Many of his crowd-pleasers, such as "General William Booth Enters Into Heaven" came with suggestions for musical effects. Audiences were expected to join in. "Bass drum beaten loudly", opens the poem. Banjos were to join in at, " Big-voiced lasses made their banjos bang, / Tranced, fanatical they shrieked and sang: -- / "Are you washed in the blood of the Lamb?". At Booth's death, "Bass drum slower and softer." As Jesus comes to meet him and, "The lame were straightened, withered limbs uncurled / And blind eyes opened on a new, sweet world," sweet flute music is played. At the finale all instruments drop out as, "He saw King Jesus. They were face to face, / And he knelt a weeping in that holy place. / Are you washed in the blood of the Lamb?" That final line, repeated often, was your part. Another crowd pleaser, one sure to be controversial today, was "The Congo: A Study of the Negro Race." You'll have to read it and decide if it's truly "racist", but that doesn't seem to have been Lindsay's intent. (Belgium's King Leopold II is consigned to hell, for example.) But the sounds range from African drums to joyous camp-meeting ecstasy. "Rattle-rattle, rattle-rattle, / Bing. / Boomlay, boomlay, boomlay, BOOM," as the natives, "Pounded on the table, / Beat an empty barrel with the handle of a broom, / Hard as they were able." Later, during a church service, "A good old negro in the slums of the town...Preached at a sister for her velvet gown. / Howled at a brother for his low-down ways, / His prowling, guzzling, sneak thief days. / Beat on the Bible till he wore it out / Starting the jubilee revival shout." Finally the congregants, "slammed with their hymn books till they shook the room / With "glory, glory, glory," / And "Boom, boom, BOOM." Just try to sleep through that. Audiences didn't.
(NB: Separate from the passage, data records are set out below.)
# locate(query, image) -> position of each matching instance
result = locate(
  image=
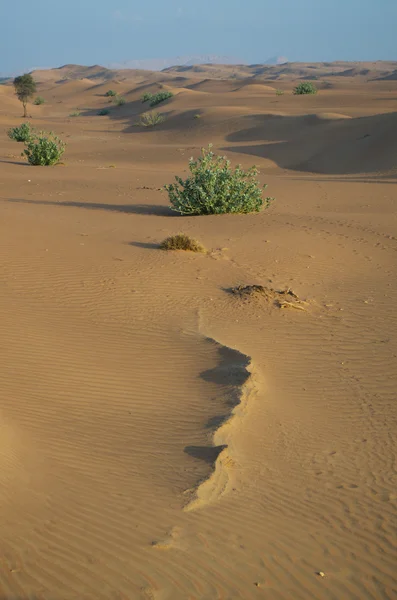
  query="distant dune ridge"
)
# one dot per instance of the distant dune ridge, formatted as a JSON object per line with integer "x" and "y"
{"x": 367, "y": 71}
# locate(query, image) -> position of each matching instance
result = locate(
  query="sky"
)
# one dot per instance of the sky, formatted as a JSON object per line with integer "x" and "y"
{"x": 49, "y": 33}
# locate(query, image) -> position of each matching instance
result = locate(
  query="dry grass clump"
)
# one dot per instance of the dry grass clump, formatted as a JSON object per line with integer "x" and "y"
{"x": 151, "y": 119}
{"x": 182, "y": 242}
{"x": 280, "y": 298}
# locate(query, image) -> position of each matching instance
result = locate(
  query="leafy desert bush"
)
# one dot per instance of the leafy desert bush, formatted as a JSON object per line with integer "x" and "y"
{"x": 44, "y": 149}
{"x": 182, "y": 242}
{"x": 160, "y": 97}
{"x": 151, "y": 119}
{"x": 21, "y": 133}
{"x": 119, "y": 101}
{"x": 305, "y": 88}
{"x": 215, "y": 188}
{"x": 146, "y": 97}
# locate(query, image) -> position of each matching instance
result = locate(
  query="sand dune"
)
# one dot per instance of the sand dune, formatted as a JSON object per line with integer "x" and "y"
{"x": 160, "y": 437}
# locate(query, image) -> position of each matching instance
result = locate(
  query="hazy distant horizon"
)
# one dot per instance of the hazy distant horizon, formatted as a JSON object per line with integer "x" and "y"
{"x": 94, "y": 32}
{"x": 145, "y": 63}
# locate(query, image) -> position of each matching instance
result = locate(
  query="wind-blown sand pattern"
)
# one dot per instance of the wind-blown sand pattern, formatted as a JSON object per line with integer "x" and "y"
{"x": 160, "y": 437}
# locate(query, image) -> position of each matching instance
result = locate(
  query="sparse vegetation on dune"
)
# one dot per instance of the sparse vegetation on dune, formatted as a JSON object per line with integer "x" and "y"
{"x": 215, "y": 188}
{"x": 25, "y": 88}
{"x": 21, "y": 133}
{"x": 151, "y": 119}
{"x": 146, "y": 97}
{"x": 305, "y": 87}
{"x": 44, "y": 149}
{"x": 155, "y": 99}
{"x": 119, "y": 100}
{"x": 182, "y": 241}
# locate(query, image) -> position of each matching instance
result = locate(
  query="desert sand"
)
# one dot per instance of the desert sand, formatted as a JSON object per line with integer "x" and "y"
{"x": 162, "y": 438}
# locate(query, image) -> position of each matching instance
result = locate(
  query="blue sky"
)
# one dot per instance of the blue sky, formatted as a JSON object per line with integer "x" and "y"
{"x": 52, "y": 33}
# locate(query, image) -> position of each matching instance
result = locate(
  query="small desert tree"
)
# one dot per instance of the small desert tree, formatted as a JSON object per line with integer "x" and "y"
{"x": 215, "y": 188}
{"x": 25, "y": 88}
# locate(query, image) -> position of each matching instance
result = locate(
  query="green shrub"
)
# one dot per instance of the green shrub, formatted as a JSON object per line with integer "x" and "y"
{"x": 21, "y": 133}
{"x": 44, "y": 149}
{"x": 214, "y": 188}
{"x": 305, "y": 88}
{"x": 160, "y": 97}
{"x": 146, "y": 97}
{"x": 182, "y": 242}
{"x": 119, "y": 101}
{"x": 151, "y": 119}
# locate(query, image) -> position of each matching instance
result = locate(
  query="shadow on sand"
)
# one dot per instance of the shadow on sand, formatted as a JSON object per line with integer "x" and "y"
{"x": 135, "y": 209}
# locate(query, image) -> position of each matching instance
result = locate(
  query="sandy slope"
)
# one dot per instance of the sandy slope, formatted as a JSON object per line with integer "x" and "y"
{"x": 160, "y": 437}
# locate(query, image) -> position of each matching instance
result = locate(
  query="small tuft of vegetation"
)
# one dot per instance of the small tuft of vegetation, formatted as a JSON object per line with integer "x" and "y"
{"x": 159, "y": 97}
{"x": 44, "y": 149}
{"x": 146, "y": 97}
{"x": 151, "y": 119}
{"x": 21, "y": 133}
{"x": 305, "y": 87}
{"x": 182, "y": 242}
{"x": 280, "y": 298}
{"x": 119, "y": 100}
{"x": 215, "y": 188}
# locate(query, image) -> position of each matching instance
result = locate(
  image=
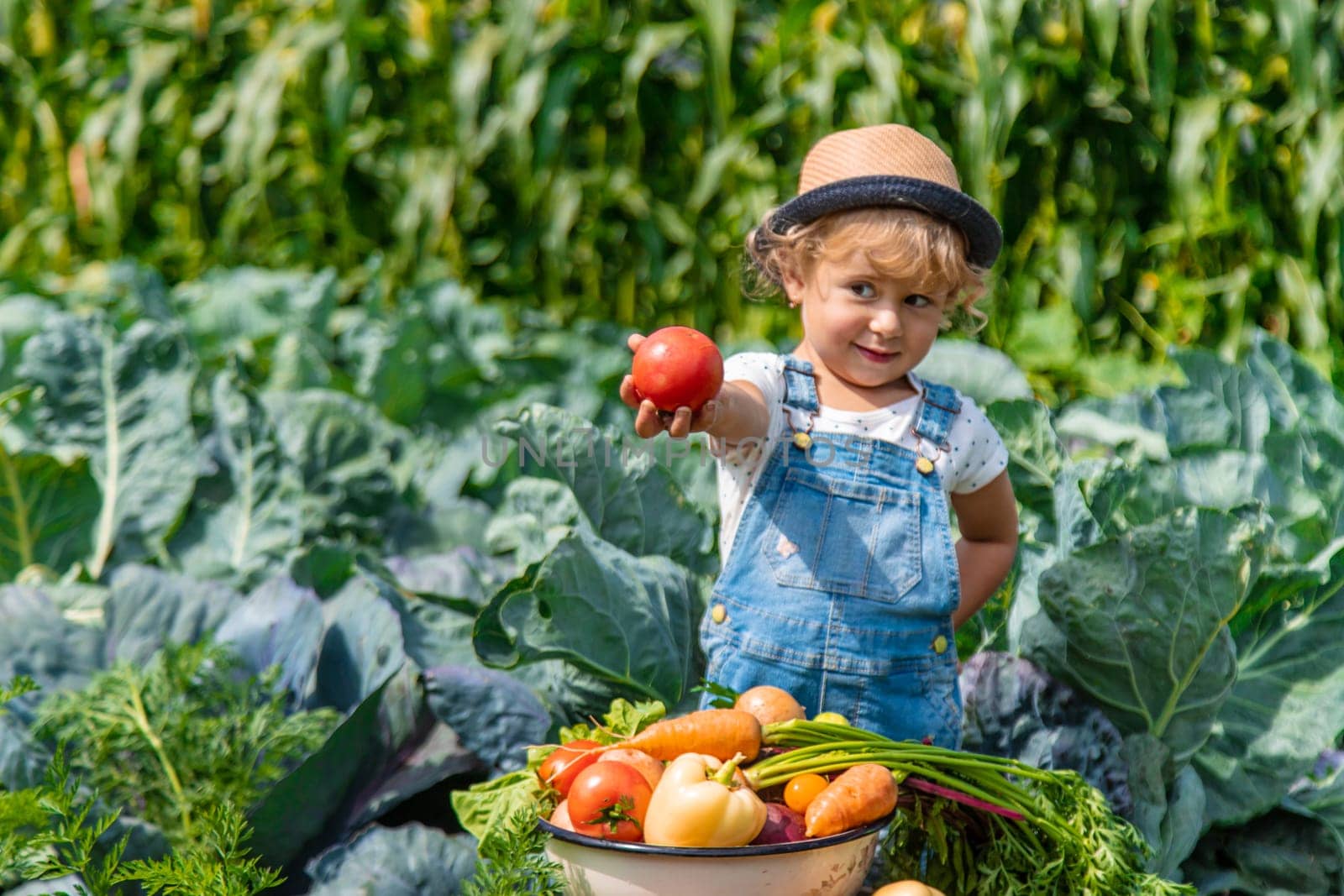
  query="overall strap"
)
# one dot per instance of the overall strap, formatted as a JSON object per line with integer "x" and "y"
{"x": 938, "y": 407}
{"x": 800, "y": 385}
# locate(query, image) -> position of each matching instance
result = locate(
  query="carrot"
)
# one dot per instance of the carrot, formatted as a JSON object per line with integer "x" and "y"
{"x": 858, "y": 795}
{"x": 717, "y": 732}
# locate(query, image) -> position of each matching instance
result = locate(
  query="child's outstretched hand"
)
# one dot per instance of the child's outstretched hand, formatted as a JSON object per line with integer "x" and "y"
{"x": 649, "y": 421}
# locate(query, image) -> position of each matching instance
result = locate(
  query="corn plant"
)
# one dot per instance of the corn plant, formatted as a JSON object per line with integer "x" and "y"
{"x": 1167, "y": 172}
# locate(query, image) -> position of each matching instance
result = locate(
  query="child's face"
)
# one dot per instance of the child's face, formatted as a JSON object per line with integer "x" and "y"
{"x": 869, "y": 328}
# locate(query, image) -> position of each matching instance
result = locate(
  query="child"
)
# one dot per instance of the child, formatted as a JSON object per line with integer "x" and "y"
{"x": 840, "y": 580}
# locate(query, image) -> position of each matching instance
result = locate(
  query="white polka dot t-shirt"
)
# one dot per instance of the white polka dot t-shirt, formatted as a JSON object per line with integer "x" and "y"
{"x": 974, "y": 457}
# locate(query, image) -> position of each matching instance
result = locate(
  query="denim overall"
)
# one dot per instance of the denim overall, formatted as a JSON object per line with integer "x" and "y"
{"x": 842, "y": 579}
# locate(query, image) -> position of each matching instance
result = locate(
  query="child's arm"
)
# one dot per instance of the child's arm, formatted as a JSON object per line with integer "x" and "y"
{"x": 737, "y": 412}
{"x": 988, "y": 523}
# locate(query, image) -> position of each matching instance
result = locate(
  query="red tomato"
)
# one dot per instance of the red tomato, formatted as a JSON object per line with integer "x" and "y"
{"x": 564, "y": 763}
{"x": 678, "y": 367}
{"x": 609, "y": 801}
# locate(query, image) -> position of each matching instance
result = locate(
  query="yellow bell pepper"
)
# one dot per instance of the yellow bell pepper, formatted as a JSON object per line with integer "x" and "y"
{"x": 698, "y": 804}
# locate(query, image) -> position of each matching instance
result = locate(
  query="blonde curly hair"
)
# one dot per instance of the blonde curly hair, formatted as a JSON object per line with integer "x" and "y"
{"x": 898, "y": 242}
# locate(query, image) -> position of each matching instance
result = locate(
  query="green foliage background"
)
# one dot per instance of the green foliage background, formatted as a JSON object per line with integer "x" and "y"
{"x": 1167, "y": 172}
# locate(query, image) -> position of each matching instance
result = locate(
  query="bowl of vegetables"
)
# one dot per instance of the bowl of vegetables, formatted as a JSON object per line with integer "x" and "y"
{"x": 835, "y": 864}
{"x": 759, "y": 799}
{"x": 676, "y": 809}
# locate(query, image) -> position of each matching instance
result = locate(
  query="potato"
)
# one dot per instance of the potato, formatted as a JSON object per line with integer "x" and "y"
{"x": 769, "y": 705}
{"x": 643, "y": 763}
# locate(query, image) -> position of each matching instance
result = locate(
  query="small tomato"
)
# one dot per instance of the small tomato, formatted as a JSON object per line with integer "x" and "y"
{"x": 566, "y": 762}
{"x": 609, "y": 801}
{"x": 800, "y": 792}
{"x": 561, "y": 817}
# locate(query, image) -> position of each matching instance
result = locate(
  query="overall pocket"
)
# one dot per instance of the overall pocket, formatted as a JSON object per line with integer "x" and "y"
{"x": 833, "y": 535}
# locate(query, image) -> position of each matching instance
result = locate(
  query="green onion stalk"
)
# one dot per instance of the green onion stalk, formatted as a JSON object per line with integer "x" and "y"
{"x": 1079, "y": 844}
The rest of Lindsay's life was anticlimactic. He became burnt-out, physically and emotionally, with the constant touring and the audiences who clamored for Booth and Congo, over and over again. In January of 1923 he collapsed on tour and canceled the remainder of his schedule. Life became quieter then, but not less busy. Marriage, a teaching stint, a move to the northwest, and an unending flow of verse, followed. Further volumes of poetry were published. But critics began pointing out that the quality of the recent poetry was declining. Sales began to drop. In October of 1928, with debts mounting, Lindsay took to the road again, in a grueling six-moth tour that eliminated his debts. In 1929 he moved his family to Springfield, Illinois, where they settled in the house where had been born. It was there, on December 5, 1931, he died. The coroner's report called it heart failure. The truth came out four years later. Vachel Lindsay had killed himself by drinking Lysol. He had once written, "I would be one with the sacred earth / On to the end till I sleep with the dead. / Terror shall put no spears through me. / Peace shall jewel my shroud instead."